The Acute Communicable Disease Control (ACDC) unit of the Los Angeles County Department of Public Health investigated a Chipotle Mexican Grill on West Pico Boulevard in 2017 after a number of ill employees were reported to the food poisoning alert website Iwaspoisoned.com, according to media reports.

“Chipotle failed to ensure that its employees both understood and complied with its food safety protocols, resulting in hundreds of customers across the country getting sick,” said U.S. Attorney Nick Hanna for the Central District of California in a press release.

The popular casual food chain agreed to a three-year deferred prosecution agreement (DPA) that will allow it to avoid conviction if it complies with an improved food safety program, according to the DOJ.

“It must have been a broader practice that they admitted to,” said attorney Brian Kabateck. “Hopefully, it’s corrected behavior and they fixed what was wrong.”

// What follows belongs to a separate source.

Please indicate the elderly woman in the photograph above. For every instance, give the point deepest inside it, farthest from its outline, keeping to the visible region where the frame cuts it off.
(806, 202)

The DPA revealed that staffers reported pressure to work while sick even though there were policies in place that require sick employees to be excluded.

“People don’t have to die for there to be criminal charges,” Kabateck told the Southern California Record. “There are circumstances in which there are criminal charges when someone is injured. There may not have been intent but conduct can lead to an unlawful act.”

The DOJ further disclosed that in August 2015, 234 consumers and employees of a Chipotle restaurant in Simi Valley, California reported becoming ill however the restaurant failed to relay the employee data. Subsequently, diners reported being ill.

 Chipotle promised in the DPA to address its practices and pay the $25 million fine, which is the largest a firm has had to pay out in a food safety investigation that ends with a DPA.

“Over the last four years, we instituted several enhancements to our food preparation and food handling practices to lower the risk of foodborne illnesses,” said Kerry Bridges, Chipotle Mexican Grill’s vice president of food safety. “These measures include reducing the number of employees who come into contact with ingredients, safeguards to minimize the risk that an ingredient is undercooked and sophisticated microbiological testing of raw ingredients to help ensure quality and safety before they are shipped to restaurants.”